Aos tribunais é solicitada a lista de pessoas que foram condenadas por contas desaprovadas por irregularidade insanável, por algum dos crimes que tornam o candidato inelegível e a suspensão de direitos políticos por improbidade administrativa, além de magistrados que foram aposentados compulsoriamente desde julho de 2004. PGE e CGU-TO devem encaminhar lista de servidores estaduais e federais que tenham sido demitidos em decorrência de processo administrativo. Lista de promotores e procuradores de Justiça do Estado aposentados de maneira compulsória ou a pedido depois de processo administrativo deve ser enviada pela PGJ. Da AL-TO é pedido o envio de informações sobre membros da casa, governador e vice-governador que tenham pedido cargos por infringência a normas constitucionais desde 2000, além daqueles que renunciaram para não serem cassados.

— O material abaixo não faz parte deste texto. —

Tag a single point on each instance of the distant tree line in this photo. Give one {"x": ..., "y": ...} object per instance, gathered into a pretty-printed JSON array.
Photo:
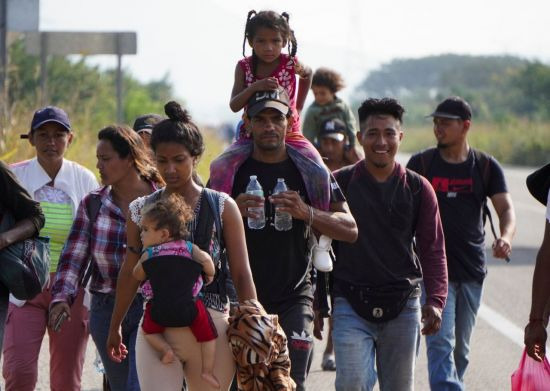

O objetivo da PRE/TO é formar uma lista contendo todos os nomes de candidatos que estariam inelegíveis pela  Lei Complementar 135/2010 e, assim, colocar em prática o comando normativo de maneira eficiente. Além da relação com os nomes e informações sobre os políticos e processos solicitada a cada órgão, é solicitado ainda o envio das cópias das decisões que embasaram a inelegibilidade e a listagem em mídia digital. Com exceção do TRF-1ª Região, todas as instituições têm 30 dias para enviar as listas.